Можно было, конечно, просто шарахнуть пару раз в воздух — все равно будет шум, но впустую тратить патроны, а потом удирать по лестнице вниз и ломиться через гущу сада желания не было. Два пустых выстрела — только сотрясение воздуха. А вот два трупа — это уже нечто, наглядно доказывающее серьезность намерений организаторов заварушки.
Просто прозвучавший выстрел пугает. Убитый человек вселяет в души свидетелей холодный ужас.
Наконец Туган увидел, как из дальнего дома на улицу вышли две женщины. Разодетые, будто на праздник, по-утреннему свежие, оживленные.
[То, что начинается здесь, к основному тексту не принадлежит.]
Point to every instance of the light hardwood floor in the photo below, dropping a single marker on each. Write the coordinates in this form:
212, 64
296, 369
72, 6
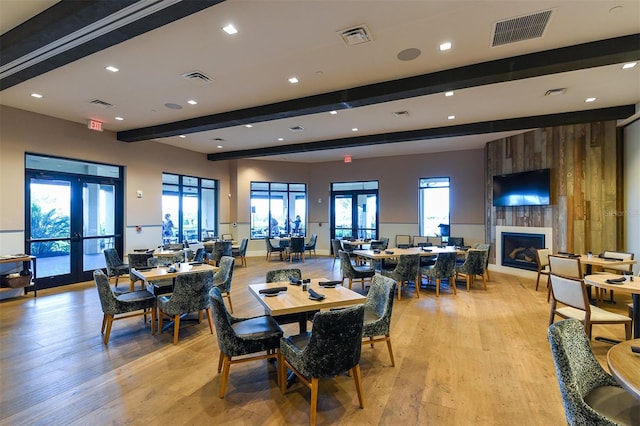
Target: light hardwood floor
477, 358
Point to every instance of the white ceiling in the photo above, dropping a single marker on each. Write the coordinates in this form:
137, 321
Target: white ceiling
281, 39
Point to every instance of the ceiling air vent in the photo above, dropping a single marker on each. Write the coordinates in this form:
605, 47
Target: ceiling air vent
356, 35
101, 104
522, 28
196, 77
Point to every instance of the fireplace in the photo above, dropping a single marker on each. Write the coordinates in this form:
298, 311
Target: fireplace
519, 249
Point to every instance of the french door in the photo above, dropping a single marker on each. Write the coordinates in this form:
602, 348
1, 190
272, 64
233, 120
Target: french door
70, 220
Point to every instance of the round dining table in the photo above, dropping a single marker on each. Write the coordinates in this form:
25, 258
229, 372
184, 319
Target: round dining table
624, 365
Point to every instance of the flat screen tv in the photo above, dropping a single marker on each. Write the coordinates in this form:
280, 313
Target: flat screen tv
522, 189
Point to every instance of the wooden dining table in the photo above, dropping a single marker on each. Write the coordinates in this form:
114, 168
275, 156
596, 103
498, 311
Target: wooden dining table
628, 286
296, 300
624, 365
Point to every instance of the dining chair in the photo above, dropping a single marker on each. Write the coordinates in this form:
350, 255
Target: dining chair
474, 265
589, 394
239, 337
241, 251
377, 313
121, 306
115, 266
190, 294
332, 347
223, 277
407, 269
352, 272
570, 300
445, 267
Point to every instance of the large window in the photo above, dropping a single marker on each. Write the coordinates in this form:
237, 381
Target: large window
434, 206
189, 208
278, 209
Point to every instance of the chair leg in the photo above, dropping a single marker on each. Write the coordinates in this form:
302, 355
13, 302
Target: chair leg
357, 377
314, 399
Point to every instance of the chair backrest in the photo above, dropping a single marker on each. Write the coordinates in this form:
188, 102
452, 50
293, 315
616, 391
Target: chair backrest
282, 275
565, 266
380, 300
222, 279
407, 267
190, 293
108, 300
578, 371
403, 241
335, 343
543, 258
445, 265
619, 255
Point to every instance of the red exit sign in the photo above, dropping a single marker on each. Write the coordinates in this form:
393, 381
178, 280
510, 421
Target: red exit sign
94, 125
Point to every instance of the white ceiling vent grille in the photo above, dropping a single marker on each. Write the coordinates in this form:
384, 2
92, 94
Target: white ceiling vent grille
521, 28
101, 104
197, 77
355, 35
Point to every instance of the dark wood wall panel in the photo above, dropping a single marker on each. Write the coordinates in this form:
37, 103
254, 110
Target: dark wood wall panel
586, 184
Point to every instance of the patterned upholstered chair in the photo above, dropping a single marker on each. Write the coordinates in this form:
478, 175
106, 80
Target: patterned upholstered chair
115, 266
241, 251
589, 394
190, 294
117, 307
272, 249
310, 246
238, 337
407, 269
445, 267
223, 277
377, 312
332, 347
354, 272
473, 265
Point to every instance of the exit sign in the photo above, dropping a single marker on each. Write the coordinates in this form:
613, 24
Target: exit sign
94, 125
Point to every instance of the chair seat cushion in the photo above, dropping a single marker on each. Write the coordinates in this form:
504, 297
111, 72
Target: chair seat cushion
597, 314
256, 328
615, 403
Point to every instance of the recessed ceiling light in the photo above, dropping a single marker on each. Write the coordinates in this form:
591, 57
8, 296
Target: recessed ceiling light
229, 29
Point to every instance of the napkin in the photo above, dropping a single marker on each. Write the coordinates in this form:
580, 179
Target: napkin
274, 290
329, 283
315, 296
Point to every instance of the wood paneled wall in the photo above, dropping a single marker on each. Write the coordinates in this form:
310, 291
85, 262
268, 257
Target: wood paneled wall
586, 184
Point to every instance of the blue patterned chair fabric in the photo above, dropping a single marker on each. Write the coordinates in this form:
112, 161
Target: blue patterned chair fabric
223, 277
354, 272
377, 312
473, 265
242, 336
589, 394
332, 347
134, 303
115, 266
445, 267
190, 294
407, 269
241, 251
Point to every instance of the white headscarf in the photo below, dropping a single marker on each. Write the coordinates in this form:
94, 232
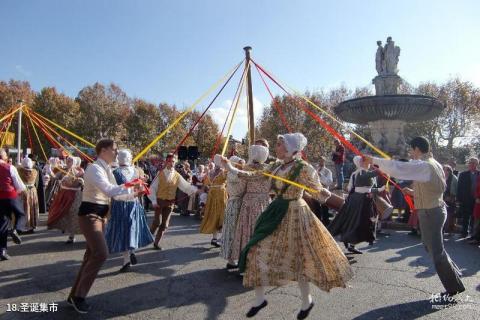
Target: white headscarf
52, 161
77, 161
27, 163
125, 157
294, 143
217, 160
357, 160
235, 159
257, 153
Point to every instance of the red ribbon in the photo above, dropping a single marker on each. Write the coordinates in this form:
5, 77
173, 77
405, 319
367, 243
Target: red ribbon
136, 182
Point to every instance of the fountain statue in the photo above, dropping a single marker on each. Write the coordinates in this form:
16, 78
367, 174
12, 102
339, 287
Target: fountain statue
387, 112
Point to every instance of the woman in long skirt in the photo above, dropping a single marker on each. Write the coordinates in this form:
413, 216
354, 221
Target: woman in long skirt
354, 222
63, 213
30, 198
255, 200
127, 228
235, 190
214, 210
289, 242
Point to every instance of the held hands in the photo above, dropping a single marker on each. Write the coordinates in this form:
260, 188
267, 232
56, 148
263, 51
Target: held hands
224, 160
408, 191
367, 159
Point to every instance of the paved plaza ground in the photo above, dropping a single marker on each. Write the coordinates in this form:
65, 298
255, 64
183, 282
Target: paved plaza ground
395, 279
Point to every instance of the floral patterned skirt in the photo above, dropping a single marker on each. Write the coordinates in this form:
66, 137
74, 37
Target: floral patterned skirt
301, 249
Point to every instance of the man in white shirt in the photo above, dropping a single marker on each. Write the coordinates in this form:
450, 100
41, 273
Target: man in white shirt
11, 186
162, 194
428, 188
100, 185
326, 178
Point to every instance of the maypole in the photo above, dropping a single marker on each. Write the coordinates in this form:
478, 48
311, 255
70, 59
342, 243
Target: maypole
251, 121
19, 133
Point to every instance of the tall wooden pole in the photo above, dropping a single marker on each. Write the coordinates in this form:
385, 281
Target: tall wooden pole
251, 121
19, 133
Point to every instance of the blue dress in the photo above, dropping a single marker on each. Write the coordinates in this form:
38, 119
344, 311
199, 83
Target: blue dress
127, 228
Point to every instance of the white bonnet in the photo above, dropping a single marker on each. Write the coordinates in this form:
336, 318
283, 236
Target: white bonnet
27, 163
257, 153
294, 142
124, 157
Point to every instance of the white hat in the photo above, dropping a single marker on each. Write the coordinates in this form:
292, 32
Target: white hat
217, 160
235, 159
77, 161
358, 160
257, 153
294, 142
27, 163
124, 157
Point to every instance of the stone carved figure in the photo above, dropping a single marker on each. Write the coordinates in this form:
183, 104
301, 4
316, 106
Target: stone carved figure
380, 59
391, 54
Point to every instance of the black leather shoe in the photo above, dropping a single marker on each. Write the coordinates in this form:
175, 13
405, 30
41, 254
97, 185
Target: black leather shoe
215, 243
125, 268
79, 304
15, 237
133, 259
231, 266
254, 310
303, 314
4, 256
354, 250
Они немедленно вызвали у боевика приступ черной ярости. Он подвел марку прицела к лицу той, которая шла чуть впереди и была одета в вызывающе красное платье.
«Красивая», — эта мысль лишь коснулась сознания, уступая место злой расчетливости стрелка.
Спусковой крючок двинулся мягко, не оказывая сопротивления. Звук сорвавшегося с боевого взвода ударника утонул в громком отрывистом грохоте выстрела.
Женщина на долю секунды замерла, взмахнула руками и разом, во весь рост, как срезанная ножом тростинка, упала, опрокинувшись на спину…
Деша не сразу поняла, что произошло, откуда выстрел, почему упала Нарбика. Она кинулась на колени, раскинула руки над распростертым телом сестры, словно защищая ее от солнца. И тут же пораженная второй пулей Тугана в темя, накрыла собой Нарбику.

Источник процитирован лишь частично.